In Fig. 5, \( {SL}_{fit}^{\prime }{(c)}_{Standardized} \) is presented over c Standardized for all 621 cultures. Each point represents one whole culture. A color-coding, similar to the color-coding used in the previous figures is used. Pure red indicates the best expression performance and blue represents a weak expression performance. Because enzyme activity and FbFP fluorescence intensity cannot directly be compared with each other and, the fluorescence itself depends on the temperature [32], each dataset was decoded separately. The datasets are distinguishable by different symbols. All cultures follow an obvious general trend. The best relative expression performance is obtained in cultures showing the following properties:

  1. 1.

    \( {SL}_{fit}^{\prime }{(c)}_{Standardized}<0.25 \)

  2. 2.

    1.1 < c Standardized  < 1.9

Fig. 5
figure 5

Classification of expression performance based on parameters obtained from fitting the extended sigmoidal function (Eq. 1) to scattered light intensity datasets. Standardized slope at the inflection point (\( {SL}_{fit}^{\prime }{(c)}_{Standardized} \); Eq. 7) is plotted over the standardized time at the inflection point (c Standardized ; Eq. 6). Cultures were conducted under quite different conditions in two BioLector devices, two types of microtiter plates (48-well and 96-well) and at four temperatures (28 °C, 30 °C, 34 °C and 37 °C) with three different E. coli host strains (Tuner(DE3), BL21(DE3) and BL21-Gold(DE3)). The detailed culture conditions are given in Table 1. In total 621 different cultures are presented and each symbol represents one complete culture. Within each dataset, red represents the best expression performance while blue indicates bad expression performance. The cultures were classified in accordance to Fig. 2c in four clusters: no induction, insufficient induction, optimal induction and too strong induction. The specific ranges are indicated by ellipses

The area of non-induced cultures as well as cultures with insufficient, optimal, and too strong induction are highlighted and labeled in Fig. 5. Discrimination between non-induced cultures and cultures with insufficient induction is not readily possible based on this method. Optimal induction is defined for cultures meeting the two criteria above. Cultures showing values of \( {SL}_{fit}^{\prime }{(c)}_{Standardized} \) greater than 0.25 and c Standardized smaller than 1.1 tend to be insufficient induced. For those cultures, an increased amount of inducer concentration and/or an earlier induction are expected to result in better expression performance. Too strong induction is found for cultures with c Standardized greater than 2. In this case, it is advisable to reduce the induction level and/or to use at later point in time for induction. Although no direct proposal for absolute changes of the induction parameters (time-point of induction or IPTG concentration) can be given based on this method, valuable information for process optimization are obtained. Especially in strain screening experiments, non-optimal induction parameters can easily be identified. Optimized induction parameters might result in significantly increased expression performance of the corresponding clone and too early exclusion of this clone could be avoided.

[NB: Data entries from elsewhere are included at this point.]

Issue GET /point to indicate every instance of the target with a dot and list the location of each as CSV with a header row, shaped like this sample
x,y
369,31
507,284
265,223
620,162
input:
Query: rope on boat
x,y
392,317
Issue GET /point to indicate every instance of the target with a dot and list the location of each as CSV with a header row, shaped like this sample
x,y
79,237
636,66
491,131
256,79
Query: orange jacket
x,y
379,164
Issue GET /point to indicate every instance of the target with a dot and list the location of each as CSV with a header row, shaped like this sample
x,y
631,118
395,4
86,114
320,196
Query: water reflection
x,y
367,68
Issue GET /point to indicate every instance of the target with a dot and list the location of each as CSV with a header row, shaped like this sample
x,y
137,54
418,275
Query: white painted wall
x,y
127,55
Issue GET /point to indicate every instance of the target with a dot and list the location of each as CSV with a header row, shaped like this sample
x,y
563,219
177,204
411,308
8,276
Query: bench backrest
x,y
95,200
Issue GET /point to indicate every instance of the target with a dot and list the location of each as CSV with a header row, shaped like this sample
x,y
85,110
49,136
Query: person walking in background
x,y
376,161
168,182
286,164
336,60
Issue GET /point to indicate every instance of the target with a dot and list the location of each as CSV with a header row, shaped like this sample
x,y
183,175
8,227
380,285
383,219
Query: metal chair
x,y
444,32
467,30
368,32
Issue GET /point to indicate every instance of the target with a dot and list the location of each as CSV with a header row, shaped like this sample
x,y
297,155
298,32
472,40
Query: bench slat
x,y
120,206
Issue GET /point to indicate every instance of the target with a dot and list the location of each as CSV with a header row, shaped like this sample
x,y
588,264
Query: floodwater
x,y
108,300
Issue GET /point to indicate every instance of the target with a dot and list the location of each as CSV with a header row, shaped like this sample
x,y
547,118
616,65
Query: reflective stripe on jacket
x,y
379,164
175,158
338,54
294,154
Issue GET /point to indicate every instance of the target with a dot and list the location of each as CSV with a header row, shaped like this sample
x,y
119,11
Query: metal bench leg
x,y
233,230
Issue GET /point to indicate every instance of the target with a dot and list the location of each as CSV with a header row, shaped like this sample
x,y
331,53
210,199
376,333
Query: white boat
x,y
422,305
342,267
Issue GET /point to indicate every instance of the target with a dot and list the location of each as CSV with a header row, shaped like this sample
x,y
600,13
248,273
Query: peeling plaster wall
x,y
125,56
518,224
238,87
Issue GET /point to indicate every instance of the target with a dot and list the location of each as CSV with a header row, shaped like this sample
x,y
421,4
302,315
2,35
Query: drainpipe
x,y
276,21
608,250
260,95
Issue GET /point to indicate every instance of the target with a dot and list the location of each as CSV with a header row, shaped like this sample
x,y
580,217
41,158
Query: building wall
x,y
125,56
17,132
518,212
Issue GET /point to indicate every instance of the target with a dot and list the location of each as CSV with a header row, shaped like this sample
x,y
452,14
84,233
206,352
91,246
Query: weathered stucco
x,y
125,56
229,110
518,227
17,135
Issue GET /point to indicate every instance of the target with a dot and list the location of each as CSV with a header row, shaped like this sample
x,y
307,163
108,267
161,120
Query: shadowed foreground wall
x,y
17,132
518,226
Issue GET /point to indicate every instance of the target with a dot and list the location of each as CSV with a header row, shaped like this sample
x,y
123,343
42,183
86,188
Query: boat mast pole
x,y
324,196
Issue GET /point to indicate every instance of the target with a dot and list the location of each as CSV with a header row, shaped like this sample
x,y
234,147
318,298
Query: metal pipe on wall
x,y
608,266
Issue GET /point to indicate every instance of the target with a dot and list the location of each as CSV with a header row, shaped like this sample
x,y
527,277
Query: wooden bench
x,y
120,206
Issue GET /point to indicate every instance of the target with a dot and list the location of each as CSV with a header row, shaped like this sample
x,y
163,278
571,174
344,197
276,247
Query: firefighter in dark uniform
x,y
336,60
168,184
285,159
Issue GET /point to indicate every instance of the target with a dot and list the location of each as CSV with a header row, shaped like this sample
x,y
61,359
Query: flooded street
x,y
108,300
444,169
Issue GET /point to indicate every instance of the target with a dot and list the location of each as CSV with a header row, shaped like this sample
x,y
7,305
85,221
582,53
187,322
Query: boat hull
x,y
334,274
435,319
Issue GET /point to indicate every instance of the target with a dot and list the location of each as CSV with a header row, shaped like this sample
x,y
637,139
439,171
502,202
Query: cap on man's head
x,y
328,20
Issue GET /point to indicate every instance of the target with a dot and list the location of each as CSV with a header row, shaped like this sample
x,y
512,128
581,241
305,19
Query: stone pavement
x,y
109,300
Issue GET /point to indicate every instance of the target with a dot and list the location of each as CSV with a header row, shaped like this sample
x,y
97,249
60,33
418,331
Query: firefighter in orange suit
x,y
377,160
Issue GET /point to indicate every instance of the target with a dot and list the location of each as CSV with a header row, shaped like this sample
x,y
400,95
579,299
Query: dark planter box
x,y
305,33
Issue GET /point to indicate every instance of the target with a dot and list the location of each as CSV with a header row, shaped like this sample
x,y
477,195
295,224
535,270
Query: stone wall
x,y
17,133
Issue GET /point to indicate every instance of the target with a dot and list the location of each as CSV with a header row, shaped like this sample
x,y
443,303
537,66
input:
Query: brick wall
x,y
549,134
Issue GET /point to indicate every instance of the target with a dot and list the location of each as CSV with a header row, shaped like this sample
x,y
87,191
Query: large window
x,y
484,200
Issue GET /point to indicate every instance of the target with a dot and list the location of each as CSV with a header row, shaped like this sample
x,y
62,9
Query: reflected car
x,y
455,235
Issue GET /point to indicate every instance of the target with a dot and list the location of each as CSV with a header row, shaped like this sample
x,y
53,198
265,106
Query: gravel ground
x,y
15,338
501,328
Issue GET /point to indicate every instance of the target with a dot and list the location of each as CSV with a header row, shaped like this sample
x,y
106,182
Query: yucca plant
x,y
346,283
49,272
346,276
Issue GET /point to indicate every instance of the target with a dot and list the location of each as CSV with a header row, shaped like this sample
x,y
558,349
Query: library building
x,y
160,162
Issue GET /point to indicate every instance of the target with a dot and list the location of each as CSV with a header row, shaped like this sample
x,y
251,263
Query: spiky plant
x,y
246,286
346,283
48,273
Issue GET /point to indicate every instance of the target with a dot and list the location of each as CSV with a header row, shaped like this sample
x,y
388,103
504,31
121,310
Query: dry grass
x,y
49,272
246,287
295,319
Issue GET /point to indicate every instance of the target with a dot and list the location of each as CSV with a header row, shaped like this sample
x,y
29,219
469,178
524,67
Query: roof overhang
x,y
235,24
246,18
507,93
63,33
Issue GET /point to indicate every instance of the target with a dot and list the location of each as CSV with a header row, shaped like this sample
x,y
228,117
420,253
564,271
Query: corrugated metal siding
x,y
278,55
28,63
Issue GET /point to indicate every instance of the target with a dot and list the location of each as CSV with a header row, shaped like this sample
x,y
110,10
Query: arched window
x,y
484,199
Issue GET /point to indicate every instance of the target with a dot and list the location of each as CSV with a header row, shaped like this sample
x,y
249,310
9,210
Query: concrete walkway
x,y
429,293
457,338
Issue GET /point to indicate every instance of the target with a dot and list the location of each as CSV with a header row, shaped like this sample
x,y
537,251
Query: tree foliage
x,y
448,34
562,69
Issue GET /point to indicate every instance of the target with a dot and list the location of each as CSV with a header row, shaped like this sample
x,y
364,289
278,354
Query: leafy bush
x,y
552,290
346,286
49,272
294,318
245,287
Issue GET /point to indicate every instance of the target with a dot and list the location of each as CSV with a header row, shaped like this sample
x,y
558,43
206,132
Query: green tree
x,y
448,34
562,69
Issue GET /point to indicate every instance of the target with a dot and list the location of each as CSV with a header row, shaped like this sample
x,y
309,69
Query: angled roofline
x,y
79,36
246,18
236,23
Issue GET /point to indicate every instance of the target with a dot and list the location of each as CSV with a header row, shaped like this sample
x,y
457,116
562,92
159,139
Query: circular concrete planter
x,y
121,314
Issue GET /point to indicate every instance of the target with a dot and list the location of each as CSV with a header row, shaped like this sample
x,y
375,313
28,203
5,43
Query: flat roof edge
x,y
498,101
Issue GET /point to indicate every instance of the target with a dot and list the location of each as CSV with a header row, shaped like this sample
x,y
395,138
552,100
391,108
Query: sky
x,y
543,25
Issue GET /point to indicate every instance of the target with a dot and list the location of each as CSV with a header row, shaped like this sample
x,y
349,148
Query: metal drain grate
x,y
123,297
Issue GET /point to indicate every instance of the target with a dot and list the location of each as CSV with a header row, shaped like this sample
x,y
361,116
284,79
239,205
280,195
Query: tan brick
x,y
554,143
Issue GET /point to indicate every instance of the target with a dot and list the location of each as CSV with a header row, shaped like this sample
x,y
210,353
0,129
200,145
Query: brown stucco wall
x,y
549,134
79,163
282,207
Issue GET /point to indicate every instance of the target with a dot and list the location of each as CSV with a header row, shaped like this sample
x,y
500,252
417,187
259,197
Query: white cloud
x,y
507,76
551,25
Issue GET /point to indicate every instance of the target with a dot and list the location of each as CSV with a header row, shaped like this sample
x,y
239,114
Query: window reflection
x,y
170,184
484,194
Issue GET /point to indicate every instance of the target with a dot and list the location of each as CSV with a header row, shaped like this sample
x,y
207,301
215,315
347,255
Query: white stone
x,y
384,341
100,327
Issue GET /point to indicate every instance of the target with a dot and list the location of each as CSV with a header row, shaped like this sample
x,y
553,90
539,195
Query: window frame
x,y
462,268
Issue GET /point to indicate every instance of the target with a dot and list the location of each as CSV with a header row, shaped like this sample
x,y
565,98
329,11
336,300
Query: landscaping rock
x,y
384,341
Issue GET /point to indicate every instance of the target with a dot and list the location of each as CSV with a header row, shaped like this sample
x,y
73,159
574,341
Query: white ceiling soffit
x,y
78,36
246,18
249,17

Prediction of standardized expression performance based on \( {SL}_{fit}^{\prime }{(c)}_{Standardized} \) and c Standardized

In the previous section, clustering of E. coli cultures into insufficient, optimal and too strong induction was performed based on the values of \( {SL}_{fit}^{\prime }{(c)}_{Standardized} \) and c Standardized . The values are obtained just by fitting an extended sigmoidal function to the temporal development of the scattered light. A model that is able to predict the expression performance of an E. coli culture would be very valuable. Such a model would particularly be helpful if the determination of the product concentration requires elaborated laboratory examination. In addition, it would become possible to assess whether, and if so, in which order of magnitude the expression performance can be improved by optimizing the induction parameters without additional experiments.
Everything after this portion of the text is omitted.